Hi Vincent,
Dariusz thankfully reported an issue with this patch
"can: skb: drop tx skb if in listen only mode"
https://git.kernel.org/pub/scm/linux/kernel/git/torvalds/linux.git/commit/?id=a6d190f8c7670
as it accesses priv->ctrlmode even on virtual CAN interfaces like vcan
and vxcan which are not created with alloc_candev() and
register_candev() and therefore do not have the can_priv data structures.
It is just an OOB read and does not crash anything but it may
potentially lead to frame losses (especially on vxcan's).
I wonder if this check for (priv->ctrlmode & CAN_CTRLMODE_LISTENONLY)

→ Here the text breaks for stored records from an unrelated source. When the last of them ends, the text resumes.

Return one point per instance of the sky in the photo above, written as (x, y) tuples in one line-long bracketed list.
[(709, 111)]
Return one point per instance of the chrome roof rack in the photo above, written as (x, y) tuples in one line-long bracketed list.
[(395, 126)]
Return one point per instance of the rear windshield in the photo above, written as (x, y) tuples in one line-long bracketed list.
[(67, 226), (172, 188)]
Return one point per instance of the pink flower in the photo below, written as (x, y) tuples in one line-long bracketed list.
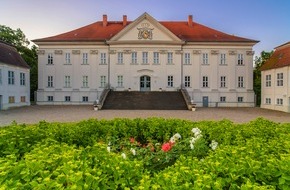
[(166, 147)]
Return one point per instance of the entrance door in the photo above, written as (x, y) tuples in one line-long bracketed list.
[(205, 101), (145, 84)]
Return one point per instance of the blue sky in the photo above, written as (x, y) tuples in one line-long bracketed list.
[(267, 21)]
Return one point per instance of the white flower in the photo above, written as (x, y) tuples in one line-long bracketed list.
[(133, 151), (213, 144), (123, 155)]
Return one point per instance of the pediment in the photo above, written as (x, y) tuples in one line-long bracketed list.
[(145, 29)]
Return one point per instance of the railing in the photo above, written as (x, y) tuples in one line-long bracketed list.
[(187, 98), (98, 104)]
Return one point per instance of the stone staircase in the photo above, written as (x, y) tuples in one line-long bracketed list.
[(124, 100)]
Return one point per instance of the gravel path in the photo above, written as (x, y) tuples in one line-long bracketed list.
[(35, 113)]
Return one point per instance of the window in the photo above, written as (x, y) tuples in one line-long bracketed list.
[(50, 59), (187, 81), (85, 58), (170, 58), (67, 98), (22, 98), (156, 58), (268, 80), (222, 99), (279, 101), (205, 81), (11, 99), (205, 58), (223, 81), (11, 77), (85, 99), (240, 99), (67, 58), (187, 58), (279, 79), (120, 58), (240, 59), (268, 100), (103, 81), (50, 81), (103, 59), (120, 81), (67, 81), (240, 82), (85, 81), (170, 81), (50, 98), (223, 59), (134, 57), (22, 79), (145, 57)]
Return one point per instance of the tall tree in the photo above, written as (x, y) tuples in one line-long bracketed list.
[(259, 62), (18, 39)]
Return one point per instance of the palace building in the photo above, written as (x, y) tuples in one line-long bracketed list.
[(215, 68)]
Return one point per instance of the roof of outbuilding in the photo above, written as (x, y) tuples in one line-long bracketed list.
[(10, 56), (98, 32), (280, 58)]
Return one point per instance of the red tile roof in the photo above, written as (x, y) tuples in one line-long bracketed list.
[(280, 58), (98, 32), (10, 56)]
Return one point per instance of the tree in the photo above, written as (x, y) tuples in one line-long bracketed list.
[(18, 39), (259, 62)]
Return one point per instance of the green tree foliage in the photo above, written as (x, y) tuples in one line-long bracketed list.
[(18, 39), (259, 62)]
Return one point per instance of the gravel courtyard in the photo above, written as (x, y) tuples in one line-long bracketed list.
[(35, 113)]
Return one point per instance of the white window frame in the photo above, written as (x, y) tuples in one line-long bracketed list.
[(156, 58), (222, 59), (187, 81), (170, 80), (120, 58), (103, 59), (170, 58), (22, 79), (241, 82), (280, 79), (205, 58), (187, 58), (134, 57), (50, 59), (145, 58), (11, 78), (50, 81), (120, 81)]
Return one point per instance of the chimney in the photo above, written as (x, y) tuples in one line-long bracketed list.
[(105, 20), (124, 20), (190, 20)]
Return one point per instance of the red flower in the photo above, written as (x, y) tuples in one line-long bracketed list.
[(166, 147)]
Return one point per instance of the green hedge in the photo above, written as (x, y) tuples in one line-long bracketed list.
[(129, 154)]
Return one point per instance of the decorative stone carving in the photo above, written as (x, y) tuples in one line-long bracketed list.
[(178, 52), (94, 52), (163, 51), (250, 52), (112, 52), (41, 52), (232, 52), (76, 52), (58, 52), (214, 52), (126, 51), (196, 52)]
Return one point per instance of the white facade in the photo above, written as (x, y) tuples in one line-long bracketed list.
[(214, 73), (14, 86)]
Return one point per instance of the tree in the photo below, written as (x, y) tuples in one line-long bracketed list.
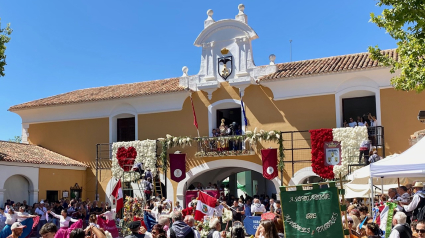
[(4, 39), (17, 139), (404, 21)]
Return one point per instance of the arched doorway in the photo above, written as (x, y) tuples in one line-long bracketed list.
[(218, 170), (17, 189)]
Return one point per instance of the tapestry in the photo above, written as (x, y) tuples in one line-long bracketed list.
[(311, 213)]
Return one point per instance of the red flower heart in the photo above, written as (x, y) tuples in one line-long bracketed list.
[(126, 157)]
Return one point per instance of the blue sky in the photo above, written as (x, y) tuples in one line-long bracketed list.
[(60, 46)]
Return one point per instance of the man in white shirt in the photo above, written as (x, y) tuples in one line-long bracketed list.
[(41, 212), (257, 207), (401, 228), (190, 221)]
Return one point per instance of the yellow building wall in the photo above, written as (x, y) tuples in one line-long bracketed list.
[(77, 140), (59, 180), (399, 111)]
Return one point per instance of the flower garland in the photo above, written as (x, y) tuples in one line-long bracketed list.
[(350, 138), (128, 153), (318, 138), (262, 135)]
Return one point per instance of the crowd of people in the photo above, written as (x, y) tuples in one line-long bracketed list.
[(408, 217), (66, 215)]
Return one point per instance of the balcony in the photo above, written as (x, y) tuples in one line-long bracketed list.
[(223, 146)]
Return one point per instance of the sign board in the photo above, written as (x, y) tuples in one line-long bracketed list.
[(332, 153), (251, 224), (311, 213)]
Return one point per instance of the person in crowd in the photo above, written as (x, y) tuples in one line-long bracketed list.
[(17, 230), (257, 208), (372, 230), (352, 123), (401, 229), (177, 206), (266, 229), (215, 228), (420, 229), (247, 207), (418, 200), (48, 230), (279, 227), (64, 220), (179, 228), (41, 212), (190, 221), (374, 157), (2, 219), (237, 211), (11, 217), (278, 210), (25, 219)]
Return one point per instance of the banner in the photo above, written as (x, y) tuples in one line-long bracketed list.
[(332, 153), (251, 224), (178, 167), (269, 157), (311, 213)]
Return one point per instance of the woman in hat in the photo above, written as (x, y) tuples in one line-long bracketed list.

should be moved to another separate helper function
can_dropped_invalid_tx_skb()? which can then be called by every 'real'
CAN driver.
This function could perform can_dropped_invalid_skb() *and* the check
for CAN_CTRLMODE_LISTENONLY then.
The check for CAN_CTRLMODE_LISTENONLY has not really something to do
with a correct skb and for that reason can_dropped_invalid_skb() is
probably not the best place for it.
Best regards,
Oliver
On 01.11.22 12:04, Dariusz Stojaczyk wrote:
Hi Oliver, I noticed a bug in vxcan.c but I'm not a kernel developer and I'm not sure where to report it - please point me to any mailing list if required.
In vxcan_xmit() you can see
struct vxcan_priv *priv = netdev_priv(dev);
followed by:
can_dropped_invalid_skb(dev, oskb)
and can_dropped_invalid_skb() internally also uses netdev_priv, but casts it to a completely different structure:
struct can_priv *priv = netdev_priv(dev);
This gets accessed later on and does an OOB read (probably something from can_ml data)
I guess most of these can_* APIs shouldn't be used with net devices other than those registered with register_candev(). Perhaps can_dropped_invalid_skb() should be copied to vxcan.c (and vcan.c too!) and modified not to use struct can_priv.